I actually have a similar question re. js since a while now [with Chromium 34]... Consider these two pieces of code which do exactly the same thing, one is a standalone function:
var makeKeyCodepoint = function(word) {
var len = word.length;
if ( len > 255 ) { return undefined; }
var i = len >> 2;
return String.fromCharCode(
(word.charCodeAt( 0) & 0x03) << 14 |
(word.charCodeAt( i) & 0x03) << 12 |
(word.charCodeAt( i+i) & 0x03) << 10 |
(word.charCodeAt(i+i+i) & 0x03) << 8 |
len
);
};
The other a method:
var MakeKeyCodepoint = function() {};
MakeKeyCodepoint.prototype.makeKey = function(word) {
var len = word.length;
if ( len > 255 ) { return undefined; }
var i = len >> 2;
return String.fromCharCode(
(word.charCodeAt( 0) & 0x03) << 14 |
(word.charCodeAt( i) & 0x03) << 12 |
(word.charCodeAt( i+i) & 0x03) << 10 |
(word.charCodeAt(i+i+i) & 0x03) << 8 |
len
);
};
var makeKeyCodepointObj = new MakeKeyCodepoint();
Now why the standalone function runs at over 6.3M op/sec, while the method runs at 710M op/sec (on my computer)?
I could be wrong (and if so, pie my face), but I believe it's mostly due to one of the many the inline cache optimizations that v8 employs.
Let's consider the receiver (i.e the `this` value) of Example 1 and 2. The receiver of Example 1 is Benchmark, if invoked normally. The receiver of Example 2 is the empty function object function(){}.
When you call makeKeyCodepointObj.makeKey() - the VM looks up the object's prototype chain and finds the function. This call site is cached (think of it as a K:V store, where the key is "makeKeyCodepointObj.makeKey" and the value is the call site of the function.)
When you call makeKeyCodepoint(), the VM has to, for each call, look up the prototype chain until it finds the variable. The variable is then resolved into the function call site. Because of scoping issues in JS, I don't think this is cached (or if it's cached, it'd be invalidated a lot), and a lookup has to happen every time. (I know in my JS engine, I tried to perform caching optimization for global object properties and I gave up).
TL;DR: Function lookups happen all the time when the function is a method of the global object. When a function is a method of an object, the lookup is cached.
If I am talking out of my arse, please feel free to correct me.
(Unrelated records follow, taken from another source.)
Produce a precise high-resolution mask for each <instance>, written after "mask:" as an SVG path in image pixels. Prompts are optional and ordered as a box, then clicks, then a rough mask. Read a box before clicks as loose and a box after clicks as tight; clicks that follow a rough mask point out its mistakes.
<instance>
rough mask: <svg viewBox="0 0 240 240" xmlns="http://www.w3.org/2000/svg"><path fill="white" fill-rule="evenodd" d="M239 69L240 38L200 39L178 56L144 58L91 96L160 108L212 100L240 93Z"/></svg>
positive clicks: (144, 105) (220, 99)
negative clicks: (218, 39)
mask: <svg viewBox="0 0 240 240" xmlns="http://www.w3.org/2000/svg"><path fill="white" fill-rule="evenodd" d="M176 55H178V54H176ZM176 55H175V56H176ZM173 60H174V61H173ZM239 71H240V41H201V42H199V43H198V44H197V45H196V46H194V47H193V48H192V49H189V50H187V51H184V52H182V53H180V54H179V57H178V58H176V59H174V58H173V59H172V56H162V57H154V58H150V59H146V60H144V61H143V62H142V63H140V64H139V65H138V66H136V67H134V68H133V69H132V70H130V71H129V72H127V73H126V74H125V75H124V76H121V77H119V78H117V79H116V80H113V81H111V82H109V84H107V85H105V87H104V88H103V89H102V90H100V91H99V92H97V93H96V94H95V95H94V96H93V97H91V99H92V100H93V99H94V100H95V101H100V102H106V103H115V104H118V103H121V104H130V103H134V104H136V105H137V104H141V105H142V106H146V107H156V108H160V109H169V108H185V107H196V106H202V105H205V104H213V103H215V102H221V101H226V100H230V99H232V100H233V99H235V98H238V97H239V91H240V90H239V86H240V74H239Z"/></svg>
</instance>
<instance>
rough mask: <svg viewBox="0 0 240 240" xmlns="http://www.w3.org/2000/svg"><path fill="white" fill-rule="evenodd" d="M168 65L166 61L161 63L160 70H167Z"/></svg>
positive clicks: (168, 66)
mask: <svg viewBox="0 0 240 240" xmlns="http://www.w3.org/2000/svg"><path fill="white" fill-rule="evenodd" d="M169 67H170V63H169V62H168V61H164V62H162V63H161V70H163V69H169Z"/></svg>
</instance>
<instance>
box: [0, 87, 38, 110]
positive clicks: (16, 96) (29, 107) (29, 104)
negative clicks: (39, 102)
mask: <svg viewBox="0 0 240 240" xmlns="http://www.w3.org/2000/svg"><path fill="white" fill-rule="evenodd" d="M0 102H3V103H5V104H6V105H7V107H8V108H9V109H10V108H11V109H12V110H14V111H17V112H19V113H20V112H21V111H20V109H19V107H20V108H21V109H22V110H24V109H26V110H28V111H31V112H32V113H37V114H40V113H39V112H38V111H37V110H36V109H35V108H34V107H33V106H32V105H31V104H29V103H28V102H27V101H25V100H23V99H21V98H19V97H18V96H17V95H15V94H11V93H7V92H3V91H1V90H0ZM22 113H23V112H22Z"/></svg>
That is true, but I don't see how it explains the difference either. The function version and method version both reference a local variable, named makeKeyCodepoint or makeKeyCodepointObj respectively. The method version doesn't appear to have any fewer variable references than the function version.
For what it's worth, as far as I can tell SpiderMonkey is still more or less optimizing away the makeKeyConcat / makeKeyConcatObj testcases in Firefox 29, and all of them on trunk. I bet it's inlining the functions, discovering the arguments are constant strings and hence the return values are constant, constant-folding the if conditions, etc...
Microbenchmarking a decent optimizing compiler is hard; it will typically be able to figure out that the ubench is pointless and optimize it all away...
Any time you see jsperf numbers over about 1e9, that means that the testcase was compeletely optimized out by the JIT (presumably because it has no detectable side-effects so got dead-code eliminated). 1.7e9 iterations per second on typical modern 3Ghz hardware means 2 clock ticks or less per iteration. That's about enough time to increment the loop counter and compare it to the loop limit and nothing else.
Indeed, if you add a completely empty test case, it is only a tiny bit faster than the method version that appears to have such high performance. (jsperf doesn't allow a completely empty test, but you can use // to fool it.)
As bzbarsky points out, tests in the realm of 1e9 op/sec look like the entire function is being optimized away because there are no side effects. Something about the method allows it to do this, while it doesn't think its okay for the function version.
One thing I found out is that dropping `String.fromCharCode` in favor of a local function (`var fromCharCode = String.fromCharCode.bind(String);`) causes neither of them to be optimizable. See http://jsperf.com/makekey-concat-vs-join/9
Try Chrome 34 – the difference is massive. What's interesting is that the best result in Chrome is 45% slower than the worst result in Firefox 29 so it's probably a question of why v8 is failing to JIT the first 3 versions.
The "two pieces of code" I am referring to are obviously the body of the function and method. (Following your comment I had to look again, I thought I missed something).